Apolipoprotein A-I (apoA-I) and CEC significantly increased by 4.0% and 9.4%, respectively, in the CR group, whereas HDL-cholesterol and AREA were not changed during the follow-up periods in both groups. Among CR patients, the CEC significantly increased, irrespective of the different statin treatment, while HDL-cholesterol and apoA-I significantly increased in patients treated with rosuvastatin or pitavastatin. Although CEC and AREA were significantly correlated each other, there is a discordance between CEC and AREA for their correlations with other biomarkers. Both CEC and AREA were significantly correlated with apoA-I rather than HDL-cholesterol. Changes in CEC and those in AREA were significantly correlated with those in apoA-I (rho=0.328, p=0.002, and rho=0.428, p<0.0001, respectively) greater than those in HDL-cholesterol (rho=0.312, p= 0.0042,and rho=0.343, p=0.003, respectively).

CONCLUSIONS

CR can improve HDL function, and it is beneficial for secondary prevention.

摘要

目的

我们评估了基于运动的心脏康复(CR)是否可以改善急性冠状动脉综合征(ACS)患者的高密度脂蛋白(HDL)功能,即胆固醇流出能力(CEC)和对氧磷酶-1 活性。

方法

这是一项回顾性分析,使用了经皮冠状动脉介入治疗后成功的 ACS 患者的储存血清。通过使用载脂蛋白 B 耗尽的血清和 H-胆固醇标记的巨噬细胞的体外细胞测定,测量 CEC,并用 arylesterase 活性(AREA)在 ACS 的发病或早期阶段进行评估,比较了 69 例完成五个月门诊 CR 计划(CR 组)和 15 例未参加和/或退出 CR 计划(非 CR 组)的患者。

结果

CR 组中载脂蛋白 A-I(apoA-I)和 CEC 分别增加了 4.0%和 9.4%,而两组的 HDL-胆固醇和 AREA 在随访期间均未发生变化。在 CR 患者中,CEC 显著增加,而不论他汀类药物的不同治疗,而 HDL-胆固醇和 apoA-I 显著增加,在接受瑞舒伐他汀或匹伐他汀治疗的患者中。
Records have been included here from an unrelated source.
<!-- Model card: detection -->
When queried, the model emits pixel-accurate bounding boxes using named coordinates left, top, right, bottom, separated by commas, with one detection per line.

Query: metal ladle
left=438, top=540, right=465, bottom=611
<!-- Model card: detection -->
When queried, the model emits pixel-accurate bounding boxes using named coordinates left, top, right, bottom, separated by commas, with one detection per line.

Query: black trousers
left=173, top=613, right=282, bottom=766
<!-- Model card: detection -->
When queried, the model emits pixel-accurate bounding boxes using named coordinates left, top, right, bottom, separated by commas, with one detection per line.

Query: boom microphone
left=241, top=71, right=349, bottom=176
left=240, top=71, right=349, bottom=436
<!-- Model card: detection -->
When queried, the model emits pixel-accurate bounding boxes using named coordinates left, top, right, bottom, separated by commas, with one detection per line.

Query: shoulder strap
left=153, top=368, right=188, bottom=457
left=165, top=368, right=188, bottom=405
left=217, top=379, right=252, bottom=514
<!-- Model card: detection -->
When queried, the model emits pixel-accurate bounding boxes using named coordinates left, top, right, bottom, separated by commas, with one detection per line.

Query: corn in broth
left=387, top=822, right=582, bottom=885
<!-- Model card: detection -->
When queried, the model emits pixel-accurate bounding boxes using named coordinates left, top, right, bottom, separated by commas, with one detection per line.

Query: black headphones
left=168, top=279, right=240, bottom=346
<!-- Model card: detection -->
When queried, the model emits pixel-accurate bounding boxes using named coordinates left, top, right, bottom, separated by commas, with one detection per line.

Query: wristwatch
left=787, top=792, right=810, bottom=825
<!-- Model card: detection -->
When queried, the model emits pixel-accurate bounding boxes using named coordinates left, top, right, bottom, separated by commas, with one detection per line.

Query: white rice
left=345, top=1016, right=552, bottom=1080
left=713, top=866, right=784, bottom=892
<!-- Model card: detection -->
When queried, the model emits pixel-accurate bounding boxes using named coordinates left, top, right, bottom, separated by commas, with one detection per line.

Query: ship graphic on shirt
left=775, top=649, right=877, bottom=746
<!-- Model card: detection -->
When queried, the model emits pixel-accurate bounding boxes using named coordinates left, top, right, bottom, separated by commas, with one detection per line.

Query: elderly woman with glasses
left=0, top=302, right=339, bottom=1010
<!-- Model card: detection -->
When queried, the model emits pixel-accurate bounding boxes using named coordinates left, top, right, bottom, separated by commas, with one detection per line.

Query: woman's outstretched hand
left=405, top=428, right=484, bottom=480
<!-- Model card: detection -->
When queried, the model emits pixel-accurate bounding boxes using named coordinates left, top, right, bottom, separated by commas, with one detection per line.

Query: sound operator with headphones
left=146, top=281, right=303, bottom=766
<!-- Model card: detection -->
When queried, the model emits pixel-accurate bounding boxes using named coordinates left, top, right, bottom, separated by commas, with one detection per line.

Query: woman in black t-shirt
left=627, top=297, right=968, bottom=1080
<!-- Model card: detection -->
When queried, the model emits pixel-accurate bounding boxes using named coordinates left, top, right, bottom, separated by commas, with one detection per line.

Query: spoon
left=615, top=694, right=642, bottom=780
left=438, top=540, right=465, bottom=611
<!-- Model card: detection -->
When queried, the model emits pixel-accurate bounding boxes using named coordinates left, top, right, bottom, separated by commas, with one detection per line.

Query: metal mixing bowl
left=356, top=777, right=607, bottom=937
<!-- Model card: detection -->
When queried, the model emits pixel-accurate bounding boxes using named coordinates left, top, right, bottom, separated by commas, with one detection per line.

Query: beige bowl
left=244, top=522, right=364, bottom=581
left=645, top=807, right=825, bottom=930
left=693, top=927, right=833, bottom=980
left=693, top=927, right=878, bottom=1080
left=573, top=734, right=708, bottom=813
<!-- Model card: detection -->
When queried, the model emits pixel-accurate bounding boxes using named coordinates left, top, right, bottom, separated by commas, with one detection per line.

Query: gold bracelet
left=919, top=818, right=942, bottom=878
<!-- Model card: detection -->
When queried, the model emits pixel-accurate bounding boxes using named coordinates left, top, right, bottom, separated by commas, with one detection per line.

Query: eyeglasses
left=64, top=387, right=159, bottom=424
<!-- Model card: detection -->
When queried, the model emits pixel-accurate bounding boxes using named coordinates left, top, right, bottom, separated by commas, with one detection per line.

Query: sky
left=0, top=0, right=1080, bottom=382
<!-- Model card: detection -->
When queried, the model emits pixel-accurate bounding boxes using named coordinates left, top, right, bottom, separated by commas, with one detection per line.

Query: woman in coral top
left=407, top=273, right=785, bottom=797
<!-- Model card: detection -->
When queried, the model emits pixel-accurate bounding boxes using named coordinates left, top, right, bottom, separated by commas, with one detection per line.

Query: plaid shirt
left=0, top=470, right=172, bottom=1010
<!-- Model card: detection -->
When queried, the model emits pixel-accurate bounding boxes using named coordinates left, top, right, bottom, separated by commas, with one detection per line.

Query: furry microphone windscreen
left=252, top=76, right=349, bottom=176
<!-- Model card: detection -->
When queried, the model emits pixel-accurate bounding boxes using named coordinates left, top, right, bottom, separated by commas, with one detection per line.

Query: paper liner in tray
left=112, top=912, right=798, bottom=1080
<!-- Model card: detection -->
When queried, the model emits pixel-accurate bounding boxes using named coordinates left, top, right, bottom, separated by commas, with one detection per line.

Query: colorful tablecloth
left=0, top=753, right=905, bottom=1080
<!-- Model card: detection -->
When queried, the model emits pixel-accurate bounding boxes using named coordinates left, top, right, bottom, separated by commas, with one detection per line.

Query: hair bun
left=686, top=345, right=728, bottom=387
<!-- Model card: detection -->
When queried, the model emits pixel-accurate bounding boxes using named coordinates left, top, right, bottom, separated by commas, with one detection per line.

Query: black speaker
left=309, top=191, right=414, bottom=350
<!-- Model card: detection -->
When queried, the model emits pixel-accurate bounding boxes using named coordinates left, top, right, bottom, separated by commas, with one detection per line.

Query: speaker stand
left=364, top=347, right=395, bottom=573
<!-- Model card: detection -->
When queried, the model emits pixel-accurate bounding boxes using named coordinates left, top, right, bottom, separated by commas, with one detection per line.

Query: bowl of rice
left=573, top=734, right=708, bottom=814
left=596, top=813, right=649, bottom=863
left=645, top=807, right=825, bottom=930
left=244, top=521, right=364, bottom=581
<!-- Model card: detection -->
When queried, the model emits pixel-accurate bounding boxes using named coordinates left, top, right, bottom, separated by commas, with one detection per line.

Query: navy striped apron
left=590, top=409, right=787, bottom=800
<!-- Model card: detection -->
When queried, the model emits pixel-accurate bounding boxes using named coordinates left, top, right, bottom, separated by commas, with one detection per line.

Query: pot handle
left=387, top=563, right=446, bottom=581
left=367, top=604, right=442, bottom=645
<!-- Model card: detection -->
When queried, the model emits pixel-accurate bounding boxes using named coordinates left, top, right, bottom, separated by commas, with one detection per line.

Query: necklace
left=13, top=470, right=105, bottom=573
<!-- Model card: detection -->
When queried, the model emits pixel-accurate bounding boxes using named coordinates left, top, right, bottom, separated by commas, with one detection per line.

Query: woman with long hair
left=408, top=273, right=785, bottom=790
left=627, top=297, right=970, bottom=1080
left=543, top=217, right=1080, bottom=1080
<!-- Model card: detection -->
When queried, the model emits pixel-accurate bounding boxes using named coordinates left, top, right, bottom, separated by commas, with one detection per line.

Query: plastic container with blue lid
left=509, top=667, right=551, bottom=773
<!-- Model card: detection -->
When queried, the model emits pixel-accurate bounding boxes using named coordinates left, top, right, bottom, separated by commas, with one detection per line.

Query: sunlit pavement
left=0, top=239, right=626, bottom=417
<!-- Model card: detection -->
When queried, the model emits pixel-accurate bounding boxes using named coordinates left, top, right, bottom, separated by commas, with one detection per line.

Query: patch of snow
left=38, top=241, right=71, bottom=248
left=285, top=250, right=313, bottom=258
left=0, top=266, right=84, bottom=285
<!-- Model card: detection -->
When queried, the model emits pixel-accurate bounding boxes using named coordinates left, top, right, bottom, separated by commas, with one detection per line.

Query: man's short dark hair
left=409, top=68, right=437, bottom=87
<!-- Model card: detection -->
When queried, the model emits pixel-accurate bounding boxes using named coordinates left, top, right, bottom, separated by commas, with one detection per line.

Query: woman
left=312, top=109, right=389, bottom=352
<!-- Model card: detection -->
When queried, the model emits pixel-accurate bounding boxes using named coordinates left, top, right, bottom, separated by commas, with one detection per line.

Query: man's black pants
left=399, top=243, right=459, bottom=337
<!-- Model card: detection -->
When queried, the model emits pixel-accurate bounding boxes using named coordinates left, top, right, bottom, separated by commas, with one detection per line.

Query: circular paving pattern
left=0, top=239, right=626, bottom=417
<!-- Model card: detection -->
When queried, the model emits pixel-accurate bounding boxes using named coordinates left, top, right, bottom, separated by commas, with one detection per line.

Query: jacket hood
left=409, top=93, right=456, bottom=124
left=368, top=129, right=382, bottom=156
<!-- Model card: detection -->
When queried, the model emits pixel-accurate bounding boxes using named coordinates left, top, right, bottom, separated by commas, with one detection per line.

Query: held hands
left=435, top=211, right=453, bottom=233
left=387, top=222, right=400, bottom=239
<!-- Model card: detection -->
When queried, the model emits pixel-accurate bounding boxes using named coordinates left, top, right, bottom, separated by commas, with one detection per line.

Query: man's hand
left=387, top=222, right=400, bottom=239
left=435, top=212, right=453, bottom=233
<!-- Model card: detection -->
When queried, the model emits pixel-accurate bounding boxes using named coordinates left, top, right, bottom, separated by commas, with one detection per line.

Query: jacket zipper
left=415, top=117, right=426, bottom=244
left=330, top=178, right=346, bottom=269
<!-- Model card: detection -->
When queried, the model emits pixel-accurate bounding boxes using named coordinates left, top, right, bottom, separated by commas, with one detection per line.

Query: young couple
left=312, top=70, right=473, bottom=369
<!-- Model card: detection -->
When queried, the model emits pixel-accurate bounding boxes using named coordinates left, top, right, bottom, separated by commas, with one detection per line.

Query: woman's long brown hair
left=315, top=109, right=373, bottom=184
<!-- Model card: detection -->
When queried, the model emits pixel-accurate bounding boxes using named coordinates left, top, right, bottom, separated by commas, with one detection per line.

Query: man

尽管 CEC 和 AREA 彼此显著相关,但 CEC 和 AREA 与其他生物标志物的相关性存在差异。CEC 和 AREA 与 apoA-I 显著相关,而与 HDL-胆固醇不相关。CEC 和 AREA 的变化与 apoA-I 的变化显著相关(rho=0.328,p=0.002 和 rho=0.428,p<0.0001),大于与 HDL-胆固醇的变化(rho=0.312,p=0.0042 和 rho=0.343,p=0.003)。

结论

CR 可以改善 HDL 功能,有利于二级预防。